Generally speaking, in the same way as anata (you), kare (he) and kanojo (she) are rarely used. However, in recent years, perhaps due to the influence of foreign language (particularly English), it has come into use when referring to a person objectively. That said, when used in reference to a socially superior person, it can sound a tad bit impolite. Additionally, it can also be made to sound distant from your family members or other people close to you. Nevertheless, it would still be more natural to call these people by their name or title.

1)(近所の人との会話)
A: あら、今日は一人?お子さんは?
B: 主人のお母さんが見てくれています。
A: いいお姑さんね。
B: ええ、彼女が 母が いてくれて助かってます。

(Kinjyo no hito tono kaiwa)
A: Ara, kyou wa hitori? Okosan wa?
B: Shuji no okaasan ga mite kurete imasu.
A: Ii oshutome san ne.
B: Ee, kanojyo ga haha ga ite kurete tasukatte masu.

(Conversation between people in the neighborhood)
A: Oh, you’re on your own today? What about your children?
B: My husband’s mother is watching them.
A: How good of your mother-in-law.
B: Yes, it is really helpful to have her mother around.

2)(初対面の人と)
A: ご家族は?
B: 妻と娘一人です。
A: お子さんは、おいくつなんですか?
B: 彼女は 娘は、五歳です。

(Shotaimen no hito to)
A: Gokazoku wa?
B: Tsuma to musume hitori desu.
A: Okosan wa oikutsu nan desuka?
B: Kanojyo wa Musume wa go-sai desu.

(People meeting for the first time)
A: Do you have a family?
B: I have a wife and a daughter.
A: How old is your kid?
B: She My daughter is five.

「私」Watashi

As for the first-person pronoun watashi 「私 ・watashi」, “I” , would be rarely used in Japanese. This is because in cases where there is a common ground in terms of the setting, the subject of the sentence would be deemed as unnecessary and would, therefore, get omitted most of the time.

(自己紹介)
(私は) 家庭教師の岡村です。よろしくお願いします。

(Jikoshoukai)
(Watashi wa) Katei kyoushi no Okamura desu. Yoroshiku onegaishimasu.

(Self Introduction)
My name is Okamura, and I am a tutor. I look forward to working with you.

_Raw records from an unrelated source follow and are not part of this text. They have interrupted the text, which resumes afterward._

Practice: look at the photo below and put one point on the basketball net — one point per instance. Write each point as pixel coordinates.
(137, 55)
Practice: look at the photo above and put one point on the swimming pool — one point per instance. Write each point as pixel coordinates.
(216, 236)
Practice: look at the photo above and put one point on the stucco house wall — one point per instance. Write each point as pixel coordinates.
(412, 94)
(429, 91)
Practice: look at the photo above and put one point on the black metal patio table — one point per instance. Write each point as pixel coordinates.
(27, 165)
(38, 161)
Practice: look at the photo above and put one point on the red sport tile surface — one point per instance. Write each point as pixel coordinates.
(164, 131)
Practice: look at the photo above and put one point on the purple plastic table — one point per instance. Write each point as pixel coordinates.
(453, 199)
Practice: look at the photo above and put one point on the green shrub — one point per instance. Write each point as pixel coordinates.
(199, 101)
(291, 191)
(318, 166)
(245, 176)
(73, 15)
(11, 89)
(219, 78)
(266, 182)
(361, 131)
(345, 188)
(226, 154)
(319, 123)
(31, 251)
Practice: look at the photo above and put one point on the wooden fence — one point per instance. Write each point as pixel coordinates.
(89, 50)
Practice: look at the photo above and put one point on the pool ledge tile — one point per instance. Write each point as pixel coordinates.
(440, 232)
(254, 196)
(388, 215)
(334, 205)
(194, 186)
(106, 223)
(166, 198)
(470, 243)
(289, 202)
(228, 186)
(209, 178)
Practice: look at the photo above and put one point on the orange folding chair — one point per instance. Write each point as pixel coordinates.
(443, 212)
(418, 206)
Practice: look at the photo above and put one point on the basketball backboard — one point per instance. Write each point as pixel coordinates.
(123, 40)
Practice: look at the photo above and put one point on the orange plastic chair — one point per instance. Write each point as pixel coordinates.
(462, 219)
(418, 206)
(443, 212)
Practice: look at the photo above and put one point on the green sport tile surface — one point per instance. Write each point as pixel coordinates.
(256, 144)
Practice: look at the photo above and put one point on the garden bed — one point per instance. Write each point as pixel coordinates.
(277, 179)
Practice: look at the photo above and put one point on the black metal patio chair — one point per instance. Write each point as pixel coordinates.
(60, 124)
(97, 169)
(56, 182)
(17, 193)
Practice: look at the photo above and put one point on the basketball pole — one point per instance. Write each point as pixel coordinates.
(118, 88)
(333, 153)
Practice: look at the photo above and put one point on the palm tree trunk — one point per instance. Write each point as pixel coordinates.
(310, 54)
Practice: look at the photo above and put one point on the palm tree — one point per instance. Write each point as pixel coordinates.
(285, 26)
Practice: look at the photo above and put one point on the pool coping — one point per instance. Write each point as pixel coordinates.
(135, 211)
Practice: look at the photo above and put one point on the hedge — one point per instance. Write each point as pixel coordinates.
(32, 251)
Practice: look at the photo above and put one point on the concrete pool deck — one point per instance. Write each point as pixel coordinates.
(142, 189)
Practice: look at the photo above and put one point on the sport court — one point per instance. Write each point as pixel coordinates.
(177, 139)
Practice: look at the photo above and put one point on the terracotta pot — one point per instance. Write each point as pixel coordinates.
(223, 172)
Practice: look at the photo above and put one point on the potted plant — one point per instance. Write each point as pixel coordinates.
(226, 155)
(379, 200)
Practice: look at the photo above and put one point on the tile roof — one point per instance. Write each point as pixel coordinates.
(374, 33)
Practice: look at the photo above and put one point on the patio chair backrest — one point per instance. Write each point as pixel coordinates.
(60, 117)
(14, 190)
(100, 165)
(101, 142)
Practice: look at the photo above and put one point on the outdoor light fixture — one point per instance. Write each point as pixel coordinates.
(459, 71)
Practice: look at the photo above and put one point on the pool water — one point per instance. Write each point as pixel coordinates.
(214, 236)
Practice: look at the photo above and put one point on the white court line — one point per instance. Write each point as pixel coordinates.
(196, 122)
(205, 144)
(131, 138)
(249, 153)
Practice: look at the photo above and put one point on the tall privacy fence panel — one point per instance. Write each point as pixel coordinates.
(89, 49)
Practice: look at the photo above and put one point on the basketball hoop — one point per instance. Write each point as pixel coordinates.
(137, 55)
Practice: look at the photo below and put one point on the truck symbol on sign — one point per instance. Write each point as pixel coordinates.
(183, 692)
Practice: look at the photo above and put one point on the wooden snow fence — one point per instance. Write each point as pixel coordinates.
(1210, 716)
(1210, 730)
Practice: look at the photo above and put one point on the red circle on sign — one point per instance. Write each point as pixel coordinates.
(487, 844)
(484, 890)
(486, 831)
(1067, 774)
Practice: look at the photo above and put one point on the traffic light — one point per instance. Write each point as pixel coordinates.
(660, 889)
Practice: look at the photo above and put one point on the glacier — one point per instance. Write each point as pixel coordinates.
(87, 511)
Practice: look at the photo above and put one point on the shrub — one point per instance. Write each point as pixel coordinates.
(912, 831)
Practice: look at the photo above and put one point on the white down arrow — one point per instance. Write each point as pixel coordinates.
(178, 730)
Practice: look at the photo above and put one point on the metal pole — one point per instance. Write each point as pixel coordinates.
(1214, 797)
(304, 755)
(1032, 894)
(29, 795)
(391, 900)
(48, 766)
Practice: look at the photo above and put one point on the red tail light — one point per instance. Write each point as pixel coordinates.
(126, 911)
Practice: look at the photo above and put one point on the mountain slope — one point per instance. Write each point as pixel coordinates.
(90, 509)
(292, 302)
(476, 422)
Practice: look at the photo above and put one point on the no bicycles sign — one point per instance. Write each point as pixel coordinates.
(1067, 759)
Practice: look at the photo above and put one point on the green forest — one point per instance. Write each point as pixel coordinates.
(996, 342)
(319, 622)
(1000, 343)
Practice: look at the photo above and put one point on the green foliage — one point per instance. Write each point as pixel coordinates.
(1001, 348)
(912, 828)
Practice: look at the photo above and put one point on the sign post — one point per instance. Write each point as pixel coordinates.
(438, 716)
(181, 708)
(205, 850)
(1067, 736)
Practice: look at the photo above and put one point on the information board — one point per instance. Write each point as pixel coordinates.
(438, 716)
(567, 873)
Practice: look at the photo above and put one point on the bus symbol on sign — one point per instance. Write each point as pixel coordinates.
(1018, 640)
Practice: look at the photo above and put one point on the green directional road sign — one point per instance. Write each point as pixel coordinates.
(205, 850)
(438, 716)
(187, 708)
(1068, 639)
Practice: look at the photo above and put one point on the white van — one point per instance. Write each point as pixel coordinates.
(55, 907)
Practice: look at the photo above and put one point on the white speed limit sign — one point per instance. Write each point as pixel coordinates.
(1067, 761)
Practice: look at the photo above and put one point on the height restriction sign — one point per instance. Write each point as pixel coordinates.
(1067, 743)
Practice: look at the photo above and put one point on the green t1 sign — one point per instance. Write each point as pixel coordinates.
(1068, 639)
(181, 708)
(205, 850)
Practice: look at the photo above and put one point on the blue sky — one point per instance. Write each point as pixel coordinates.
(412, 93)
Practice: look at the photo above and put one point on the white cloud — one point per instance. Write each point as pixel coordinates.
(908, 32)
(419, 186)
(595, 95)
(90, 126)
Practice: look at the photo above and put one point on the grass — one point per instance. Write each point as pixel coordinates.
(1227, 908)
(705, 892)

Furthermore, there are some people who do not even use “watashi”. The will refer to themselves by their own title from the third-person point of view.

In these cases, the person to whom they are speaking is clearly a child. For example, a grandfather may say to a grandchild:

「おじいちゃん(私)は若いときはかっこよかったんだよ。」
“Ojiichan (=watashi) wa wakaitoki wa kakko yokattandayo.”
“Grandfather (I) was good-looking when I was young”

And a teacher may say to a student:

「先生(私)が言うとおりにやってね。」
“Sensei (=watashi) ga iu toori ni yattene”
“Do as teacher (I) says.”

Conversely, small children often refer to themselves by name rather than using ‘watashi.’

「えりこ(私)はね、いちごが食べたいの。」
“Eriko (=watashi) wa ne, ichigo ga tabetai no.”
“Eriko (I) wants to eat strawberries.”

In rare cases, some people still continue to do so even in adulthood (particularly women), but the public opinion is generally divided as to whether this would be considered endearing or childish.